Coaxial microphacoemulsification is an excellent approach to small-incision surgery and has taken its rightful place in the evolution of cataract surgery. Surgeons are transitioning from their current technique easily, as the procedure's fluidics are almost identical to the safe intraocular environment to which we have become accustomed. Combined with torsional ultrasound, surgeons are witnessing increased efficiency with less repulsion and chatter of nuclear material. Reproducible injection of a superior IOL with superb centration can be achieved without either enlarging or making a separate incision. Furthermore, patients' UCVA and corneal clarity on postoperative day 1 are enormously satisfying to both the surgeon and patient alike. Although I could not endorse bimanual sleeveless microphacoemulsification, I did predict the rapid acceptance of this new microcoaxial technology, and I am proud to have had the opportunity to share the laboratory science and our clinical results with my colleagues.

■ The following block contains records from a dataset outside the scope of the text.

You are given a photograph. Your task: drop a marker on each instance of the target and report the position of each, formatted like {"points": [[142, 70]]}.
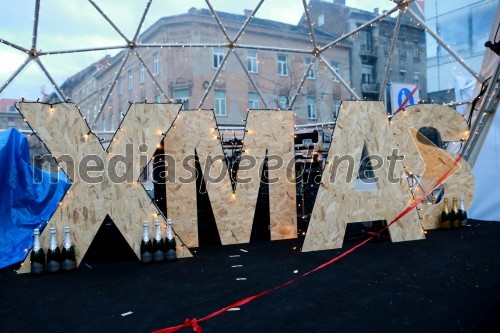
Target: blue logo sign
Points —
{"points": [[403, 95]]}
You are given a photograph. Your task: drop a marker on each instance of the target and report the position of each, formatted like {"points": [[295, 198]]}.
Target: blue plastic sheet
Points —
{"points": [[28, 197]]}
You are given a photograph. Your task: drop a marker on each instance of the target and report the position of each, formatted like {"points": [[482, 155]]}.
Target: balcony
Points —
{"points": [[367, 51], [370, 88]]}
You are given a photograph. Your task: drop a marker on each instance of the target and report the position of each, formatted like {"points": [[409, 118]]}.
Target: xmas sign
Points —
{"points": [[105, 181]]}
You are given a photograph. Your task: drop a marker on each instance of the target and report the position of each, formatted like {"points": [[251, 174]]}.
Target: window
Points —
{"points": [[366, 40], [142, 73], [321, 20], [156, 64], [130, 80], [282, 64], [283, 102], [416, 50], [336, 108], [402, 75], [311, 107], [402, 48], [182, 96], [217, 56], [253, 101], [252, 62], [220, 103], [120, 86], [366, 74], [416, 78], [311, 75], [336, 67]]}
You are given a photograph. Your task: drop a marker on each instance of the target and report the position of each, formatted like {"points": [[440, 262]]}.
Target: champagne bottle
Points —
{"points": [[445, 216], [170, 245], [454, 217], [146, 246], [53, 254], [37, 256], [462, 212], [158, 244], [68, 252]]}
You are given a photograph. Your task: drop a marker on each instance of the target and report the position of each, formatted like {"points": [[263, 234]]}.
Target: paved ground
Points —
{"points": [[449, 282]]}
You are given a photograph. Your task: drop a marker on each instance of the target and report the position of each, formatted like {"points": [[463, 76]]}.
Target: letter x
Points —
{"points": [[84, 207]]}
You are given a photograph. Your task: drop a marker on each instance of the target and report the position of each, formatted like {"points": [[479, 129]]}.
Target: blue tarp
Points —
{"points": [[28, 197]]}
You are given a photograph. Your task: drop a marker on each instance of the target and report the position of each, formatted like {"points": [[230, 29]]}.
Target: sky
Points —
{"points": [[76, 24]]}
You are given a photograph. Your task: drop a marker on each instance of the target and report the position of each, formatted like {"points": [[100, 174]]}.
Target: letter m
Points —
{"points": [[267, 133]]}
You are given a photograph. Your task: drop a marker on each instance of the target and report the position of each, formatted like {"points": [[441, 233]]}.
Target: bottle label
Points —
{"points": [[159, 256], [53, 266], [36, 268], [68, 265], [146, 257]]}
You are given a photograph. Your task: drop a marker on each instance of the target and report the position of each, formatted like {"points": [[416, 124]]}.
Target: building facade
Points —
{"points": [[272, 53], [371, 47]]}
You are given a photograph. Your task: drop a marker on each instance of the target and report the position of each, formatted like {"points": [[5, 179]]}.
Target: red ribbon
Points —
{"points": [[197, 328]]}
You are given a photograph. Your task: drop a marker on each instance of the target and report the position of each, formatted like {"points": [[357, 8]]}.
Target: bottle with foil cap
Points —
{"points": [[170, 245], [68, 252], [462, 213], [445, 216], [54, 257], [454, 215], [37, 257], [158, 244], [146, 246]]}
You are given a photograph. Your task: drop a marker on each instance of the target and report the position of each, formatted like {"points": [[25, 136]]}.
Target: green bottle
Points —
{"points": [[170, 245], [37, 257], [462, 213], [68, 252], [54, 257], [158, 244], [445, 216], [454, 216], [146, 246]]}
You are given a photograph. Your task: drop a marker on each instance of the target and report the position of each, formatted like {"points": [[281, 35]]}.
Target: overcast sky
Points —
{"points": [[76, 24]]}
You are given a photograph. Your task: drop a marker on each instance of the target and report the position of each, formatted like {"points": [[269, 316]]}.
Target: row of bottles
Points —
{"points": [[457, 217], [158, 249], [56, 260]]}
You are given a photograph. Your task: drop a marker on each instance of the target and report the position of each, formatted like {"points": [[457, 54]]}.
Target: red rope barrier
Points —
{"points": [[194, 322]]}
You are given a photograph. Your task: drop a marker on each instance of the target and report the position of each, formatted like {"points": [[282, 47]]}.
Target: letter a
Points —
{"points": [[338, 203]]}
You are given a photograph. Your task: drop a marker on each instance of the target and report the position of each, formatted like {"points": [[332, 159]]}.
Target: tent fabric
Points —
{"points": [[28, 197], [485, 205]]}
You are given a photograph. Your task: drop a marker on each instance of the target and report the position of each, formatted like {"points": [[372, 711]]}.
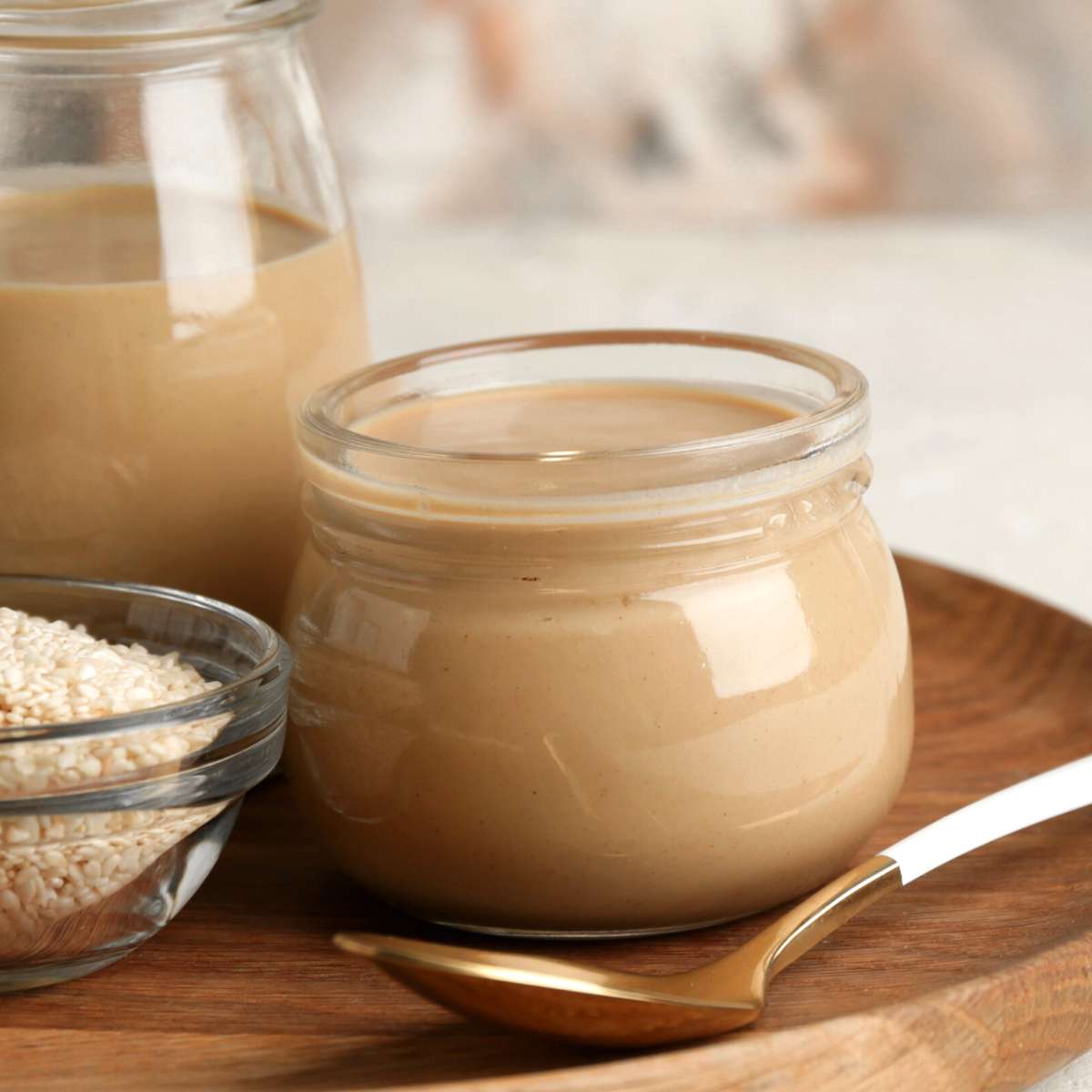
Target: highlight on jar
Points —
{"points": [[602, 614], [132, 721]]}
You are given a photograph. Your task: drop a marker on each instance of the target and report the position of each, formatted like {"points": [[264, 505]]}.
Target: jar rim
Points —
{"points": [[850, 392], [125, 25], [828, 432]]}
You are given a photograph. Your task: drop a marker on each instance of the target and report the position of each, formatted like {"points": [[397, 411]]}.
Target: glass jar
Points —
{"points": [[176, 276], [596, 693]]}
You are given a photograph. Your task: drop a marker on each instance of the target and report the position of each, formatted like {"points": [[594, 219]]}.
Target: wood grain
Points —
{"points": [[977, 976]]}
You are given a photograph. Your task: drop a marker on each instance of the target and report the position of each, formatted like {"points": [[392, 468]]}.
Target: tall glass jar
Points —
{"points": [[177, 273], [551, 681]]}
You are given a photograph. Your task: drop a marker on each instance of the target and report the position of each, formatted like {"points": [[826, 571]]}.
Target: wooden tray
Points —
{"points": [[978, 976]]}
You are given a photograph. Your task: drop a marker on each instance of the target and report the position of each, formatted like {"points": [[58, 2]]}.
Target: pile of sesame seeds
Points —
{"points": [[55, 865], [53, 672]]}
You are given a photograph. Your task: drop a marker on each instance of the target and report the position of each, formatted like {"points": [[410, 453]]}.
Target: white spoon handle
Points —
{"points": [[1054, 793]]}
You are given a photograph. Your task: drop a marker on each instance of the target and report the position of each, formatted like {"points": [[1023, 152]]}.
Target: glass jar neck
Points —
{"points": [[131, 25], [748, 490]]}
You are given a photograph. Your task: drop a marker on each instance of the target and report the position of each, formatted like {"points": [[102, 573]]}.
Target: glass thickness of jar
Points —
{"points": [[176, 276], [525, 703]]}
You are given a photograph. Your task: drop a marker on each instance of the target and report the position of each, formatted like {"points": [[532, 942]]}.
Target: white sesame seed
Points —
{"points": [[53, 672]]}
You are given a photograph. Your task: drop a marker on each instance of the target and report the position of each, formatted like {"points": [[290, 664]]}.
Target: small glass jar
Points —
{"points": [[176, 276], [524, 704]]}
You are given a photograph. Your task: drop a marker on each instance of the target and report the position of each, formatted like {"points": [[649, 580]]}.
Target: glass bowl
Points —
{"points": [[108, 827]]}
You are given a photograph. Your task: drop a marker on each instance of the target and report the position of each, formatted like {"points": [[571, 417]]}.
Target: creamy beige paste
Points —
{"points": [[561, 729], [156, 348]]}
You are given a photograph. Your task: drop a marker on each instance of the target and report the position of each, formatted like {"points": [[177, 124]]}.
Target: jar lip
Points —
{"points": [[121, 25], [849, 399]]}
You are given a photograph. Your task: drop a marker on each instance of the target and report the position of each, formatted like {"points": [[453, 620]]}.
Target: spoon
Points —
{"points": [[611, 1008]]}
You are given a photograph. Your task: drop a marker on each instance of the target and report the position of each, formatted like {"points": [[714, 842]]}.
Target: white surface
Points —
{"points": [[1051, 794], [976, 337]]}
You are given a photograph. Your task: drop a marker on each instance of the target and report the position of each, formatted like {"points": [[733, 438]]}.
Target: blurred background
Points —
{"points": [[704, 110], [905, 183]]}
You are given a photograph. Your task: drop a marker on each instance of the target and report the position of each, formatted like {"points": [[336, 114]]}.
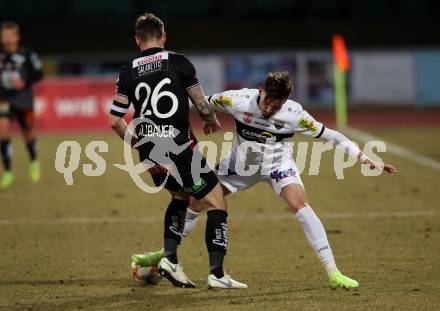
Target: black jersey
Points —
{"points": [[23, 64], [156, 83]]}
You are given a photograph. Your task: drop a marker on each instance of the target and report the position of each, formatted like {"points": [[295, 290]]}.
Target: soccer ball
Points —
{"points": [[145, 275]]}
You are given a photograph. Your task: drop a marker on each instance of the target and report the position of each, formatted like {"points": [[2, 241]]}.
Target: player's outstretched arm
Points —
{"points": [[206, 112], [117, 112], [347, 145]]}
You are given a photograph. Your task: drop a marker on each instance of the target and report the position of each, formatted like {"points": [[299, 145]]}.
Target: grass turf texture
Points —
{"points": [[70, 265]]}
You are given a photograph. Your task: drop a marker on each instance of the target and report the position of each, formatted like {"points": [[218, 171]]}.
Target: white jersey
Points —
{"points": [[262, 142], [266, 136]]}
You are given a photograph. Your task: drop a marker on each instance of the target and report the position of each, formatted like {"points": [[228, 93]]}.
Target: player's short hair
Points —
{"points": [[8, 25], [149, 26], [277, 85]]}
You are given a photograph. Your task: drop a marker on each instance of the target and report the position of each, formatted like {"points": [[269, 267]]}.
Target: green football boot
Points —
{"points": [[337, 279], [35, 171], [7, 180], [148, 259]]}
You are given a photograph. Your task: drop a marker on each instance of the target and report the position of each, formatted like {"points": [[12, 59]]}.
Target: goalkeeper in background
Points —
{"points": [[20, 68]]}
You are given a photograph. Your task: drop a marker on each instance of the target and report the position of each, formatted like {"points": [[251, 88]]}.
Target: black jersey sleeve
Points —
{"points": [[121, 84], [188, 72], [34, 68]]}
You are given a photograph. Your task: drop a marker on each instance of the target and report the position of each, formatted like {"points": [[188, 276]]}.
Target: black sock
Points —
{"points": [[32, 149], [173, 228], [216, 238], [5, 150]]}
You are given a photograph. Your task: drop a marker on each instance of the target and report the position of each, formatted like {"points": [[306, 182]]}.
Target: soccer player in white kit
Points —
{"points": [[265, 121]]}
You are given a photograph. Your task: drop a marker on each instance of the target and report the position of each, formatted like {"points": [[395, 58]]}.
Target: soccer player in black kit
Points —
{"points": [[158, 83], [19, 69]]}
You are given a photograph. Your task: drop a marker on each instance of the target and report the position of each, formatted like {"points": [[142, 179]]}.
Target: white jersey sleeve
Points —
{"points": [[305, 124], [228, 101]]}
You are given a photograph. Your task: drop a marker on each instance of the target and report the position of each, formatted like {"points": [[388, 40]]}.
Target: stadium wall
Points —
{"points": [[386, 78]]}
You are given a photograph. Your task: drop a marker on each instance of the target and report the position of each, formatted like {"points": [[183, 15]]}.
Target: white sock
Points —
{"points": [[317, 237], [190, 223]]}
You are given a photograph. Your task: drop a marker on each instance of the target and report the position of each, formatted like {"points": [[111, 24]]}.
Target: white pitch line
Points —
{"points": [[254, 217], [395, 149]]}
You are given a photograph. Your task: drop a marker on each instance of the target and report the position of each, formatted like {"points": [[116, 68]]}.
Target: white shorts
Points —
{"points": [[278, 177]]}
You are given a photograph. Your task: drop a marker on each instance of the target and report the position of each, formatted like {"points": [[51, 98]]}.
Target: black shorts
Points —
{"points": [[24, 116], [196, 184]]}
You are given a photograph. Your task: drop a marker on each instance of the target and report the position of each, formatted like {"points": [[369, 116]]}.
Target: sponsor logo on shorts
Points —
{"points": [[222, 101], [307, 124], [279, 124], [199, 185], [262, 137], [247, 117], [279, 175]]}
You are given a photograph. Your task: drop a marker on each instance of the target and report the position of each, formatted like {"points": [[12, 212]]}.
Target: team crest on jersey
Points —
{"points": [[247, 117], [307, 124], [148, 64], [279, 124], [222, 101]]}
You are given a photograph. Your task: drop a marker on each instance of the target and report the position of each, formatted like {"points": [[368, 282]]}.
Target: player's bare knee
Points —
{"points": [[196, 206], [180, 196]]}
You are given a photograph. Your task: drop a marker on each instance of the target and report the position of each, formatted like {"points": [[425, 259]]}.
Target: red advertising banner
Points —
{"points": [[73, 104]]}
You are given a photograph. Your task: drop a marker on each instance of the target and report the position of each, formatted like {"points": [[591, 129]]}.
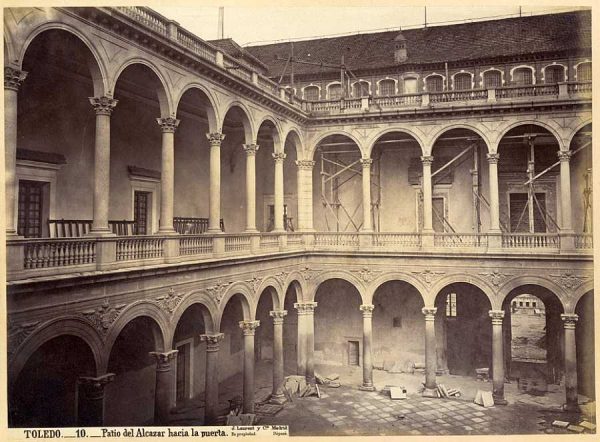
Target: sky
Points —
{"points": [[262, 23]]}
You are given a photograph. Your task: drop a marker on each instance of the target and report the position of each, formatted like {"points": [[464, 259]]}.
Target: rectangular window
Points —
{"points": [[140, 212], [31, 197]]}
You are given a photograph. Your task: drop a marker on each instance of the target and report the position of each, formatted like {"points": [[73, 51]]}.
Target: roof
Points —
{"points": [[231, 48], [437, 44]]}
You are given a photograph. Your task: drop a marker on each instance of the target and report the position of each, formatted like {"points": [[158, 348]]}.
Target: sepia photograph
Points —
{"points": [[297, 220]]}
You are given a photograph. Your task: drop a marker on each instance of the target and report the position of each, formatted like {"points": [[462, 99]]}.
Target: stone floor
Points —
{"points": [[348, 411]]}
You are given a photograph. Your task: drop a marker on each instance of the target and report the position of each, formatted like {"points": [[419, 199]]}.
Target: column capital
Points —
{"points": [[367, 310], [249, 327], [564, 155], [103, 105], [215, 138], [250, 149], [278, 316], [427, 160], [429, 313], [305, 308], [493, 158], [13, 78], [163, 359], [212, 341], [497, 316], [168, 125], [279, 156], [569, 320], [305, 164]]}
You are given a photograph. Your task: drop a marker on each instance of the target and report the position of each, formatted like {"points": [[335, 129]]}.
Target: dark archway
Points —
{"points": [[45, 393]]}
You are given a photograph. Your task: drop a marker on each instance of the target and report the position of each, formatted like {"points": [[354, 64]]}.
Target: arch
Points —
{"points": [[553, 130], [338, 274], [321, 137], [545, 283], [565, 69], [295, 135], [387, 130], [276, 134], [395, 276], [71, 326], [211, 110], [247, 121], [141, 309], [164, 94], [466, 126], [246, 297], [209, 312], [98, 70], [464, 278]]}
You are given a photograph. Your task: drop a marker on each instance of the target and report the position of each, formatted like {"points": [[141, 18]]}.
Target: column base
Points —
{"points": [[430, 392], [278, 399]]}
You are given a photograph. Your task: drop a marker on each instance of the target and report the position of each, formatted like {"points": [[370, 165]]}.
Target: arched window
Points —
{"points": [[522, 76], [584, 72], [334, 91], [360, 89], [311, 93], [462, 82], [434, 83], [387, 88], [554, 74], [492, 79]]}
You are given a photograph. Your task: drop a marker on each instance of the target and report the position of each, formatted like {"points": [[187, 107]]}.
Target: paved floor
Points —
{"points": [[348, 411]]}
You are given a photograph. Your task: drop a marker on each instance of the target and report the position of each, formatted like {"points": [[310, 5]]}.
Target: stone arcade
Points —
{"points": [[174, 216]]}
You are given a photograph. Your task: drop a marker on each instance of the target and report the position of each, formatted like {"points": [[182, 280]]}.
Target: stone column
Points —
{"points": [[103, 106], [277, 396], [211, 389], [565, 191], [569, 322], [214, 199], [167, 176], [366, 182], [430, 351], [493, 159], [12, 81], [497, 357], [279, 202], [250, 150], [90, 407], [165, 386], [427, 195], [248, 328], [302, 333], [305, 196], [367, 310]]}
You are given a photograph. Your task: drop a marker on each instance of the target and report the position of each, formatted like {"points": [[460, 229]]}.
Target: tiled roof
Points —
{"points": [[468, 41]]}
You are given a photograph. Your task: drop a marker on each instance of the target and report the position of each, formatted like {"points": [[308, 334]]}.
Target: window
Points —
{"points": [[522, 76], [492, 79], [462, 82], [360, 89], [141, 204], [335, 91], [451, 305], [311, 93], [434, 83], [584, 72], [520, 213], [31, 197], [554, 74], [387, 88], [410, 85]]}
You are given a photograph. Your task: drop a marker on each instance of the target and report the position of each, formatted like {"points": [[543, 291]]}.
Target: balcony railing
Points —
{"points": [[27, 258]]}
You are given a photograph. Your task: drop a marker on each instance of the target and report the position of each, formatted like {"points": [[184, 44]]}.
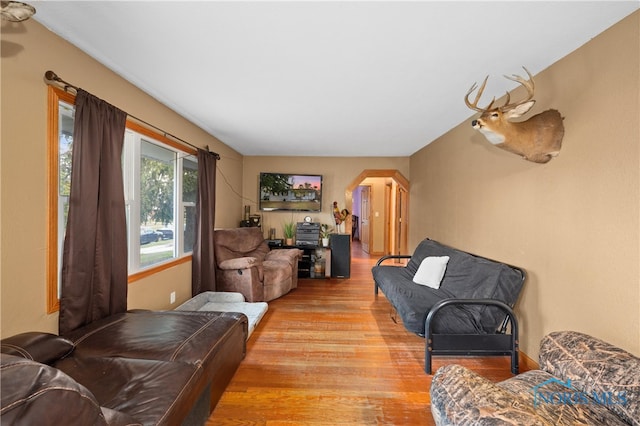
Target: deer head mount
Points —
{"points": [[537, 139]]}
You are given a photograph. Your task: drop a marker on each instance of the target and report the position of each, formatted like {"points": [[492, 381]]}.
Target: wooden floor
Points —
{"points": [[329, 353]]}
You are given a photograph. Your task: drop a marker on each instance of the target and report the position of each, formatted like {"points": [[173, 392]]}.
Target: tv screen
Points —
{"points": [[292, 192]]}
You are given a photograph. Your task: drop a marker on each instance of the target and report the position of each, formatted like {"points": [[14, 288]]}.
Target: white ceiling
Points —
{"points": [[325, 78]]}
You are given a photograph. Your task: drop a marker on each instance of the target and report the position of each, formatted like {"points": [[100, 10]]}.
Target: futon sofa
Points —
{"points": [[582, 380], [462, 303], [133, 368]]}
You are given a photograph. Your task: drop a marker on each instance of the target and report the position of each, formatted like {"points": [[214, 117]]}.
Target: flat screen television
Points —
{"points": [[290, 192]]}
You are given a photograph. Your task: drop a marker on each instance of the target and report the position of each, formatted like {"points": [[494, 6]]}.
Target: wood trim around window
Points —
{"points": [[54, 96]]}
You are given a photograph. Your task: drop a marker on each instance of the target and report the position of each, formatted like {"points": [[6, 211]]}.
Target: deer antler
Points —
{"points": [[528, 84], [474, 106]]}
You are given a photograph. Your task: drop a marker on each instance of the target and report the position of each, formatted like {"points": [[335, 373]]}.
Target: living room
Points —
{"points": [[573, 224]]}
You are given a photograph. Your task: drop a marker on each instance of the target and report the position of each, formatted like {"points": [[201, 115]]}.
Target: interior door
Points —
{"points": [[365, 213], [402, 208]]}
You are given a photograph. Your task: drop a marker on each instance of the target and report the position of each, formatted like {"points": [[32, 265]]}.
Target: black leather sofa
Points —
{"points": [[468, 314], [134, 368]]}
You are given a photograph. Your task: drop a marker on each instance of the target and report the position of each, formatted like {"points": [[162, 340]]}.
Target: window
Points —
{"points": [[160, 186]]}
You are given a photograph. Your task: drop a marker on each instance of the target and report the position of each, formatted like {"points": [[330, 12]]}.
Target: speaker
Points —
{"points": [[340, 245]]}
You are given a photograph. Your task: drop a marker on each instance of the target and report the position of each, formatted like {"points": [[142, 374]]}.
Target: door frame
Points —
{"points": [[378, 173]]}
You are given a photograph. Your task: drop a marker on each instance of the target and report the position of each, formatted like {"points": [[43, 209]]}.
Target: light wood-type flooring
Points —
{"points": [[329, 353]]}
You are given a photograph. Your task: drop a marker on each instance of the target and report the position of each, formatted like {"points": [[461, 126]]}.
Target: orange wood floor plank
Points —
{"points": [[328, 353]]}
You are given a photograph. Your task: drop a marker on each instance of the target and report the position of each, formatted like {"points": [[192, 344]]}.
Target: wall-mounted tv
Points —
{"points": [[290, 192]]}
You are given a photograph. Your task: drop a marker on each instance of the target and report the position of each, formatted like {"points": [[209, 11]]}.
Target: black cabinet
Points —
{"points": [[340, 245]]}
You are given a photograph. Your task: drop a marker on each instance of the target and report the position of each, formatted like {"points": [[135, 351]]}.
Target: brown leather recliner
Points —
{"points": [[245, 264]]}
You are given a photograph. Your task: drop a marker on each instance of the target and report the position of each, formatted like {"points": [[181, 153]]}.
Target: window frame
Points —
{"points": [[55, 96]]}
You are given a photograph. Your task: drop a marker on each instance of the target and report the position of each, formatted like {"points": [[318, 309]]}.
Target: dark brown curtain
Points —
{"points": [[94, 262], [203, 272]]}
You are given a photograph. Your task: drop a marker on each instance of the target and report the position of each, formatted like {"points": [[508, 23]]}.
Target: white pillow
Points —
{"points": [[431, 271]]}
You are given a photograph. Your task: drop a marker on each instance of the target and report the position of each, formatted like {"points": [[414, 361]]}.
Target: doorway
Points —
{"points": [[382, 213]]}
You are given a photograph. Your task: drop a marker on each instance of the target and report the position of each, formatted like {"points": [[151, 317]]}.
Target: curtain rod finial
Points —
{"points": [[51, 76]]}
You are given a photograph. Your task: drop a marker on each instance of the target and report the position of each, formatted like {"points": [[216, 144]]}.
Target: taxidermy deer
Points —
{"points": [[538, 139]]}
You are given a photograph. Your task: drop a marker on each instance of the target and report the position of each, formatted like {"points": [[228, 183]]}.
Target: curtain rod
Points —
{"points": [[51, 76]]}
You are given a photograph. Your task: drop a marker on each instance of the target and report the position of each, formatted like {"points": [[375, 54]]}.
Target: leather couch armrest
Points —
{"points": [[35, 393], [239, 263], [38, 346]]}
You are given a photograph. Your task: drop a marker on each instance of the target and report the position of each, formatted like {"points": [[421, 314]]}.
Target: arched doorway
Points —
{"points": [[392, 225]]}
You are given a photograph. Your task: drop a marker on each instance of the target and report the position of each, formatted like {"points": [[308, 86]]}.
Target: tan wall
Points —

Robert H. Osher, MD, is a Professor in the Department of Ophthalmology, University of Cincinnati College of Medicine, and Medical Director Emeritus of the Cincinnati Eye Institute. He is also the Founder and Editor of the Video Journal of Cataract and Refractive Surgery. He states that he is a paid consultant to Alcon Laboratories, Inc. Dr. Osher may be reached at +1 513 984 5133; rhosher@cincinnatieye.com.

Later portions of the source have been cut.